Nel Bet Hamikdàsh si accendeva sempre un numero fisso di lumi
(sette) mentre a Chanukà si aggiunge ogni sera un altro lume. Inoltre, la Mitzvà
era di accendere la Menorà durante il giorno, mentre la Chanukià si accende
dopo il tramonto. Anche il posto delle candele è diverso: nel Bet Hamikdàsh
erano all’interno, mentre durante Chanukà è importante che siano visibili anche
dall’esterno.
Osservando il contesto storico possiamo capire il senso di
queste differenze.
Il primo Bet Hamikdàsh fu costruito nell’epoca di Shelomò
(Salomone), in un periodo di indipendenza, pace e tranquillità. La storia di
Chanukà, invece, accadde quando Israele era occupata dai greci-siriani. Anche spiritualmente
molti seguivano l’ellenismo, la cultura e il modus vivendi greco e avevano
lasciato le vie della Torà.
È proprio da questo contrasto che derivano le differenze
tra le due Mitzvòt. Quando la situazione in generale – spiritualmente e materialmente
– è positiva, ci si può accontentare di un’illuminazione fissa e costante.
Quando invece si tratta di momenti di oscurità, non è sufficiente la
luce del
giorno passato e serve un lume in più per poter affrontare l’oggi.

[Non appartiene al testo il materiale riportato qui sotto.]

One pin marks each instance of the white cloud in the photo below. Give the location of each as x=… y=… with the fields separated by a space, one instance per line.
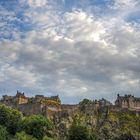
x=73 y=53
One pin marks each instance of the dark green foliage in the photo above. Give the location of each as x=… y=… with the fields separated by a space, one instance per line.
x=23 y=136
x=10 y=118
x=78 y=133
x=37 y=126
x=3 y=133
x=126 y=137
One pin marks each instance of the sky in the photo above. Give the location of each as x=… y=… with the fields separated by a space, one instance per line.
x=72 y=48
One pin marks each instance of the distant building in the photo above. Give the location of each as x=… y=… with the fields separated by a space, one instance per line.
x=39 y=104
x=128 y=102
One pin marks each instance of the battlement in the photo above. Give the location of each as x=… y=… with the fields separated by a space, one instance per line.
x=128 y=101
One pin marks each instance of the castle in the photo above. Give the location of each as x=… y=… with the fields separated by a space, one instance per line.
x=50 y=106
x=128 y=102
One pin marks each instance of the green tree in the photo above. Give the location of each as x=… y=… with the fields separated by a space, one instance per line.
x=23 y=136
x=36 y=125
x=78 y=133
x=3 y=133
x=10 y=118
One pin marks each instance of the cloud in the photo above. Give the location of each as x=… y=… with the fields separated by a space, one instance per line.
x=74 y=53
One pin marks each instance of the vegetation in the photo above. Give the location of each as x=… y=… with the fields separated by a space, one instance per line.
x=14 y=126
x=104 y=125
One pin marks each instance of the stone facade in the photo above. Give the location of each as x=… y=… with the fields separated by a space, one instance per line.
x=128 y=102
x=39 y=104
x=50 y=106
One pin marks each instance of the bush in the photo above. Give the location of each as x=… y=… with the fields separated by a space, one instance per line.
x=36 y=125
x=23 y=136
x=10 y=118
x=78 y=133
x=3 y=133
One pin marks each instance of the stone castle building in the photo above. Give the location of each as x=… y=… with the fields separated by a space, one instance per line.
x=128 y=102
x=50 y=106
x=39 y=104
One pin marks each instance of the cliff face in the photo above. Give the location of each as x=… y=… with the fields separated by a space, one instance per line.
x=107 y=124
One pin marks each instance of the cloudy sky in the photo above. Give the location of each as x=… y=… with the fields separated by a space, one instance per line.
x=75 y=48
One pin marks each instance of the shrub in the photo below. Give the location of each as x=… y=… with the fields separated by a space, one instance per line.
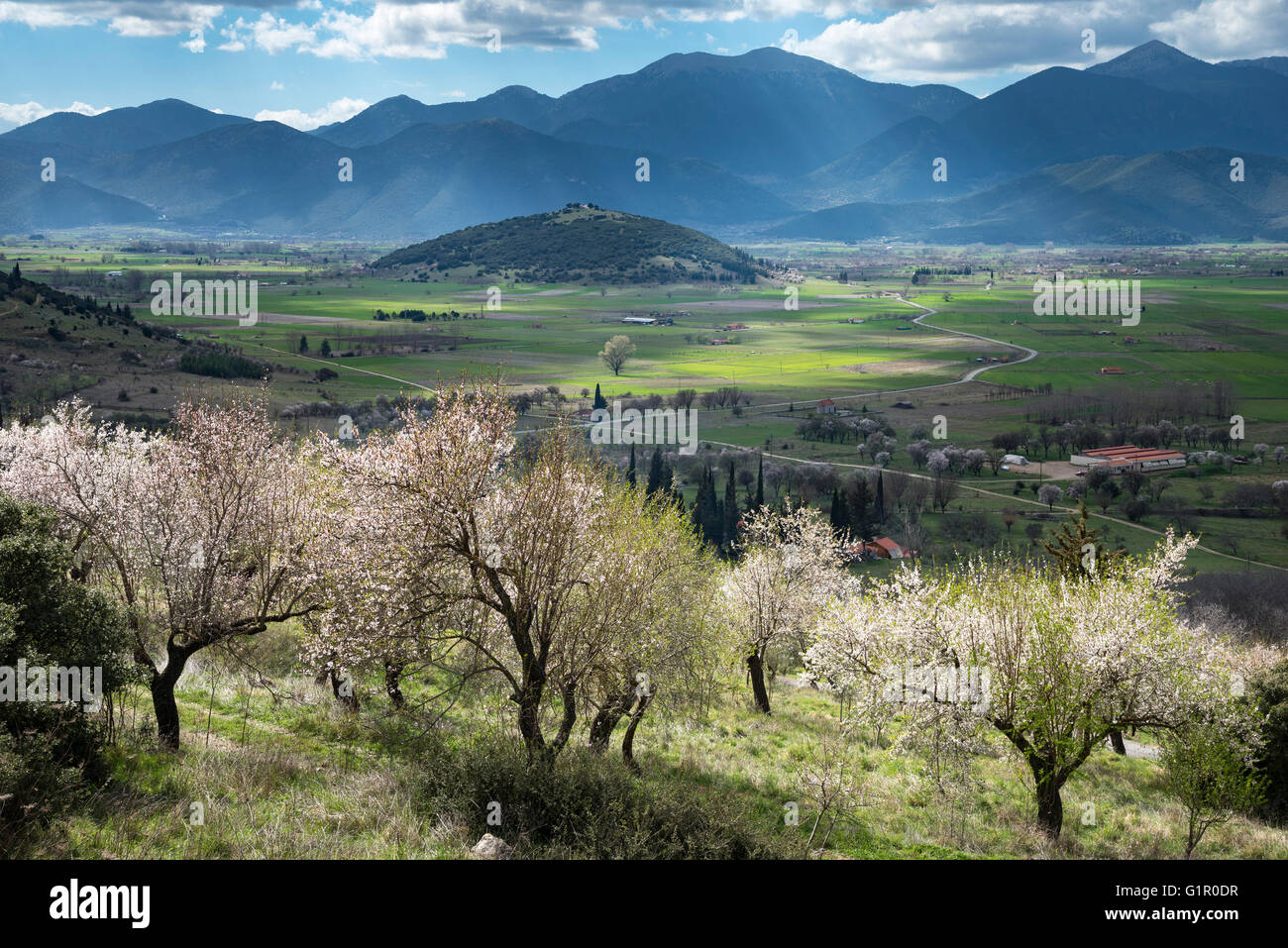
x=50 y=753
x=1269 y=693
x=220 y=365
x=583 y=805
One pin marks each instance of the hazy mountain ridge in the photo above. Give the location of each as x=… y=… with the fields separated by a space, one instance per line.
x=1166 y=197
x=734 y=143
x=579 y=243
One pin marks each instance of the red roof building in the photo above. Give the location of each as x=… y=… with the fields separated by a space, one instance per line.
x=1129 y=458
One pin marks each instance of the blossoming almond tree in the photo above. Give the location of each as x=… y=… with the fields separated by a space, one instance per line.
x=1065 y=660
x=789 y=570
x=202 y=533
x=476 y=559
x=651 y=630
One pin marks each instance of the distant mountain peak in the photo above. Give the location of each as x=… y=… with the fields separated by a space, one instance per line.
x=1146 y=58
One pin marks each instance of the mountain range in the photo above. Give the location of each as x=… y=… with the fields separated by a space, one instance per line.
x=1132 y=150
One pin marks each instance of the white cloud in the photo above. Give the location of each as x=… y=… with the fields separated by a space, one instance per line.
x=20 y=114
x=951 y=42
x=128 y=18
x=333 y=112
x=906 y=40
x=1228 y=29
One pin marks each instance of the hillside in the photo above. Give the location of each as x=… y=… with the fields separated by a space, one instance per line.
x=580 y=243
x=1167 y=197
x=58 y=346
x=385 y=119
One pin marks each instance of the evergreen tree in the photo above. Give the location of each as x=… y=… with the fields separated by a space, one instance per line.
x=1077 y=549
x=730 y=510
x=655 y=473
x=707 y=514
x=840 y=515
x=861 y=497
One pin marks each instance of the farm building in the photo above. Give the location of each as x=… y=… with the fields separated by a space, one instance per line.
x=885 y=548
x=1129 y=458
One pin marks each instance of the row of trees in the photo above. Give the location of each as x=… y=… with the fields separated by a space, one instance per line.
x=443 y=548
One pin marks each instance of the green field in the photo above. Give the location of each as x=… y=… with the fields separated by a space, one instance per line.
x=1214 y=316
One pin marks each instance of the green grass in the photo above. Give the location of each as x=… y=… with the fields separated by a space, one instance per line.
x=300 y=779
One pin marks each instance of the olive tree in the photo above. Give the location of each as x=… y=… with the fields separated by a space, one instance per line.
x=790 y=566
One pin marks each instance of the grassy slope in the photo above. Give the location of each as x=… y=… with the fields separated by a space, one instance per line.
x=299 y=779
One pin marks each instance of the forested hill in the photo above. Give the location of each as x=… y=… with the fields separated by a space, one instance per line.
x=578 y=243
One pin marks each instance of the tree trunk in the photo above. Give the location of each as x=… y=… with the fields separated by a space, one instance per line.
x=393 y=672
x=756 y=670
x=163 y=703
x=629 y=740
x=1050 y=807
x=166 y=711
x=603 y=724
x=344 y=691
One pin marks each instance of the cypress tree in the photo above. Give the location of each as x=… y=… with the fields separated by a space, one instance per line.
x=861 y=493
x=706 y=510
x=730 y=510
x=840 y=515
x=655 y=473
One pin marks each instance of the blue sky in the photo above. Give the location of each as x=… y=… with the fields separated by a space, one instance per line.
x=318 y=60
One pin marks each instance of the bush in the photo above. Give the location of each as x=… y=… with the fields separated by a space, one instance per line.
x=50 y=753
x=588 y=806
x=1269 y=693
x=220 y=365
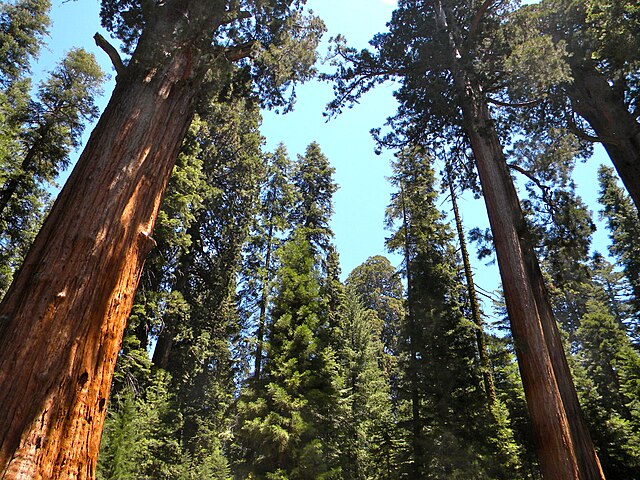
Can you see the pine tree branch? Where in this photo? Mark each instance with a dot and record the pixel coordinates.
(111, 51)
(239, 52)
(477, 18)
(529, 103)
(580, 133)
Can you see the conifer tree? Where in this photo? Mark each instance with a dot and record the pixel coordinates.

Dall’altra parte questo ci insegna anche che in condizioni
spirituali negative, non ci si può sempre aspettare di trasformarsi e cambiare in
un momento – prendendo troppo ci si potrebbe ritrovare con nulla... Bisogna
invece aggiungere un lume alla volta.
Un’ultima differenza: le candele di Chanukà
non vanno messe solo all’interno come nel Bet Hamikdàsh, ma verso l’esterno per
illuminare anche la strada, e si accendono di sera dopo il calare del sole simboleggiando
l’illuminazione dell’oscurità.
Ogni ebreo deve vedersi come un “ambasciatore di luce”, che
quindi non tiene la sua luce chiusa in casa ma la diffonde
all’esterno con tutte le possibilità a sua disposizione.